CD // C. P. E. Bach’s Sonaten mit Veränderten Reprisen, Wq 50
Carl Philipp Emanuel Bach’s Sonatas with Varied Reprises (published in Berlin, 1760) constituted a bold experiment. Spelling out every repeat, Bach applies to each the art of variation. Starting off as a service (“play this and you’ll sound as if you’re improvising”), the opus ends up a masterclass in variation. Tom Beghin, playing his own beloved clavichord, enacts the role of the keyboardist-composer who repeats himself, while never saying the same thing twice.
Bonus track: third movement from Sonata V in B-flat Major, Tempo di minuetto, reconstructed by Tom Beghin with varied reprises.
Watch a complete video performance:
“Things please that are repeated twice.” The aphorism is ascribed to Horace and suggests that repetition serves a useful role in increasing pleasure. But when you check in his Ars poetica (lines 361–65), you find a more specific context. Comparing poetry to painting—ut pictura poesis—he states, “This [painting] pleased just once; that [painting], though ten times repeated, will always please” (haec placuit semel, haec deciens repetita placebit). If we flip Horace’s critical perspective and apply it to musical performance, we might ask a more interesting question: does repetition intrinsically make a musical work better?
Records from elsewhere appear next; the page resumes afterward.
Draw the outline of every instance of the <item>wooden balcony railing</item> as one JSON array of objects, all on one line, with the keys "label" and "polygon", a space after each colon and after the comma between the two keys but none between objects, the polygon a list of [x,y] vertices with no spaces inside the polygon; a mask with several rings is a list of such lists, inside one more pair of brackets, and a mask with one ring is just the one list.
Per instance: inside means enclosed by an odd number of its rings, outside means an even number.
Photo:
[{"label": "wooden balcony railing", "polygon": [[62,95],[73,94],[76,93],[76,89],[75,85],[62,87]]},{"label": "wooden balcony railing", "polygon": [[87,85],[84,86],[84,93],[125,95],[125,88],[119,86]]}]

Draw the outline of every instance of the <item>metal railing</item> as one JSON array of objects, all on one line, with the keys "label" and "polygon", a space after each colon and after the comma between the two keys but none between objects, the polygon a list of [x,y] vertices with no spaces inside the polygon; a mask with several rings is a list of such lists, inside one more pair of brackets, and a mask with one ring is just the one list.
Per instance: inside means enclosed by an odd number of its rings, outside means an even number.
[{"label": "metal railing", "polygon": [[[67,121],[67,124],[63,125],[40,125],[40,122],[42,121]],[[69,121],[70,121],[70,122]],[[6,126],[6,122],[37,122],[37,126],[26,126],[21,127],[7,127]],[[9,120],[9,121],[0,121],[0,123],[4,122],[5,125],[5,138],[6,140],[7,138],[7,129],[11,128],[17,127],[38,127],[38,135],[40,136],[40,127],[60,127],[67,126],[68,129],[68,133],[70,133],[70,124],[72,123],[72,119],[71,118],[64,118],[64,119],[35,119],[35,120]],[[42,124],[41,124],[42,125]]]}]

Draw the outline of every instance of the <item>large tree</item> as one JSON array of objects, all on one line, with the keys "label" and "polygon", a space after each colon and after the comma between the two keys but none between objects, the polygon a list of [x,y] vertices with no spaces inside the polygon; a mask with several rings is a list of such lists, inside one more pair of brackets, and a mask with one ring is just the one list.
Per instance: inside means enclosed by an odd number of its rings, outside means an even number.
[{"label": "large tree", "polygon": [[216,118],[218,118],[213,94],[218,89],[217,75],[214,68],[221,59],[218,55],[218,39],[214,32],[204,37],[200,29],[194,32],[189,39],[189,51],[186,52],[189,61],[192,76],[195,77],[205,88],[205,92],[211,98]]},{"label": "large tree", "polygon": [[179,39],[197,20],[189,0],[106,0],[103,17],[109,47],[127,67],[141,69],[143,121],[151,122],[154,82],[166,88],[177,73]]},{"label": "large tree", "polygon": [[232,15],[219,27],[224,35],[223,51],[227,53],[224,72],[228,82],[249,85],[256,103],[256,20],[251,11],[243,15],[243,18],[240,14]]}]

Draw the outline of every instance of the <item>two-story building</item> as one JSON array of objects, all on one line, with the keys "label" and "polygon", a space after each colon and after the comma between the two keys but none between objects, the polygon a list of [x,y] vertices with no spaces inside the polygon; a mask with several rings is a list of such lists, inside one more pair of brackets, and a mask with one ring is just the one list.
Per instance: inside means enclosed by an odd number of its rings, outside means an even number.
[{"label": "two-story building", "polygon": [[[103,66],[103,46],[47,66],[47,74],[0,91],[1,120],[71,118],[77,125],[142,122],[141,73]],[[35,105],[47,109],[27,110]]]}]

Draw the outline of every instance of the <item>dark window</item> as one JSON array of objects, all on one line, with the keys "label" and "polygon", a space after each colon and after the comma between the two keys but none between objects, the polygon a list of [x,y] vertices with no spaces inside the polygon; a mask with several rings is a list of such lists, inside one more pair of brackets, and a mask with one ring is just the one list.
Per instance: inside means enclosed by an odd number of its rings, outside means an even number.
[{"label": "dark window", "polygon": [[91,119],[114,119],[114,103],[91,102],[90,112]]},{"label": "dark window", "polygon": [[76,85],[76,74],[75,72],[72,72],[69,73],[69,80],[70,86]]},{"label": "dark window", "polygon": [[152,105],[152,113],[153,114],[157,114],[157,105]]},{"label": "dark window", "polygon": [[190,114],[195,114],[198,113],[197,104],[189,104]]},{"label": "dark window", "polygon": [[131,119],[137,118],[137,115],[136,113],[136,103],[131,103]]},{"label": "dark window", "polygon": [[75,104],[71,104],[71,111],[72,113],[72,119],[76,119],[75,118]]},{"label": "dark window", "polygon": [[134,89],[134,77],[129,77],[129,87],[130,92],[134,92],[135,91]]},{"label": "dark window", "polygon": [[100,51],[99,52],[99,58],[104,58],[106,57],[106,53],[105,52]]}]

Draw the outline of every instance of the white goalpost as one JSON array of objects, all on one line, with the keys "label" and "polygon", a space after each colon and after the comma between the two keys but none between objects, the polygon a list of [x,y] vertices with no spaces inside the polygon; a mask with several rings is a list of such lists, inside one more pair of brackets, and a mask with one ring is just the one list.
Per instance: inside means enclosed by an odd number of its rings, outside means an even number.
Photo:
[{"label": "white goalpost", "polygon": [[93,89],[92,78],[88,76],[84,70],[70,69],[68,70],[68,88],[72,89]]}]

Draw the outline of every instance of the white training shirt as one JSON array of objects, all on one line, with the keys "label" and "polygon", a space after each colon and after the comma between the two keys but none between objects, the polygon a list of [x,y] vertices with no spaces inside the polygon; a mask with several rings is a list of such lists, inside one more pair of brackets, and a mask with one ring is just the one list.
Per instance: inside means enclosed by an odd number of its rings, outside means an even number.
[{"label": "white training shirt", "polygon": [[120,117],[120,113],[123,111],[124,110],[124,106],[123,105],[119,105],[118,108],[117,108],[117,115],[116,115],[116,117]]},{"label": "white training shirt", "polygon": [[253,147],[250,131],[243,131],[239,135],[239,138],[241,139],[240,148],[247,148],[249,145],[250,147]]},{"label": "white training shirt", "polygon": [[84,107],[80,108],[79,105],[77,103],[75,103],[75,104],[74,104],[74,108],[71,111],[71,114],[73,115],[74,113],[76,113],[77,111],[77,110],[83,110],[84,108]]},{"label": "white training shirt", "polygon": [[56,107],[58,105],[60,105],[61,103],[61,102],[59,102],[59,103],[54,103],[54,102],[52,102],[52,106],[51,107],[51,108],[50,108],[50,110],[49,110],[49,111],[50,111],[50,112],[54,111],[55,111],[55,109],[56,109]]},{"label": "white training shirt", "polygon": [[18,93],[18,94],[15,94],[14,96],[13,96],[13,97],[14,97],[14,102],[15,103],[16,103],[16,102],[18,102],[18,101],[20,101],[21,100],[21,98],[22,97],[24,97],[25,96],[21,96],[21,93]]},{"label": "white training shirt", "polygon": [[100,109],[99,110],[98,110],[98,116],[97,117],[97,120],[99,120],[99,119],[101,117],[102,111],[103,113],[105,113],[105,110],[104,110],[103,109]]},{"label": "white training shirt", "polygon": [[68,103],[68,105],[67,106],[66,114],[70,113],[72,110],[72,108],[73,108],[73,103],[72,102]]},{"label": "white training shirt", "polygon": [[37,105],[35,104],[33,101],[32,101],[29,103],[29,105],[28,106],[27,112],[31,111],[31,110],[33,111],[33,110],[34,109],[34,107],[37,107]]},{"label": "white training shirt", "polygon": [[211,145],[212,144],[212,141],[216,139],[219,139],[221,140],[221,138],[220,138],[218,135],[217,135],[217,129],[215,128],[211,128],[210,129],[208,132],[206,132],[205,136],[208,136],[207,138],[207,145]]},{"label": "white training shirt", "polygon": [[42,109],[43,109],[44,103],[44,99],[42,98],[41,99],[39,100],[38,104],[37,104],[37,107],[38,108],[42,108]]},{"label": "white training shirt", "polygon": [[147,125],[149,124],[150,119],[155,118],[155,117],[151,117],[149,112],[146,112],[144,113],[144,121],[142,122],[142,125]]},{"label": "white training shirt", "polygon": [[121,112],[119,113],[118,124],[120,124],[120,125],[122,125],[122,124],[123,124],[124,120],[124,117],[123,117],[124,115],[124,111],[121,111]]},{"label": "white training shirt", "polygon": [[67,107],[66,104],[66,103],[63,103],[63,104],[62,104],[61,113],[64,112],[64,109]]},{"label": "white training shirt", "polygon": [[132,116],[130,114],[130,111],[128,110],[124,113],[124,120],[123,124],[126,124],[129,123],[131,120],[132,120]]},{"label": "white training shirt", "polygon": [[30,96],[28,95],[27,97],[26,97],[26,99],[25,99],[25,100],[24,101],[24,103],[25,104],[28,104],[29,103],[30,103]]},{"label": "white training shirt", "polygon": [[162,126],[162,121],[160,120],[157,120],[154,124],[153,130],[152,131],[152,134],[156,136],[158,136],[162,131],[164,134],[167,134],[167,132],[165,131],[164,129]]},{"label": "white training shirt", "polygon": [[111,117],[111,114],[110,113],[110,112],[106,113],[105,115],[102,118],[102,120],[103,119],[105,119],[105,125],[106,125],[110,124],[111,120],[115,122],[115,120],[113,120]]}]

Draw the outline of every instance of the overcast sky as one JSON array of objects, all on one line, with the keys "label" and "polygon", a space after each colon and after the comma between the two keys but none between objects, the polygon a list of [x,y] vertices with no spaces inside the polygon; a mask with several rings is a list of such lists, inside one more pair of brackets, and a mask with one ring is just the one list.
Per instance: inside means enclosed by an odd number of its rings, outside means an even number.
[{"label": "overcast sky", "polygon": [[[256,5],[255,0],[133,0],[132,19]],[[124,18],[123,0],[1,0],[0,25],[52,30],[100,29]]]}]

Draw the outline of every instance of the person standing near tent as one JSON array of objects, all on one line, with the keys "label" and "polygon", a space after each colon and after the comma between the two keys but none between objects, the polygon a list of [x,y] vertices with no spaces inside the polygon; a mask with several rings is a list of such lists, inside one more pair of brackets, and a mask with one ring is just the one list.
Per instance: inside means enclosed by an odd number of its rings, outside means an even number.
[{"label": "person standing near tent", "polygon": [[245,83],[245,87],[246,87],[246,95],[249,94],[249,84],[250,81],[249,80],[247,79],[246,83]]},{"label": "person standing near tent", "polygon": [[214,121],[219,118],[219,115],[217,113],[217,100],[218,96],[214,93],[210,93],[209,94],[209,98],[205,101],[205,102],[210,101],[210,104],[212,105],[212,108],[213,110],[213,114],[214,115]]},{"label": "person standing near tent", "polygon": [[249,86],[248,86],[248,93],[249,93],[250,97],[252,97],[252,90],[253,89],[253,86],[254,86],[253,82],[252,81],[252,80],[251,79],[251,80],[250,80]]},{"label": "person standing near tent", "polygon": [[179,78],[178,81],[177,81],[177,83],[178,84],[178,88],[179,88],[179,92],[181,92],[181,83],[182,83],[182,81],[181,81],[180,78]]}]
Within most musical forms, repetition has remained unquestioned for a long time. Any sonata—the quintessential form that has dominated instrumental music from the second half of the eighteenth century onward—is structured around internal repeats. The expectation is that, on the one hand, you will have an “exposition” that is repeated, and that, on the other, the “development” and “recapitulation,” together forming the second half, will also be repeated. The convention of repeat signs in scores—double bars with dots on either side—seals in this expectation: whether in terms of formal symmetry or sustained pleasure, repetition was a given and went unchallenged.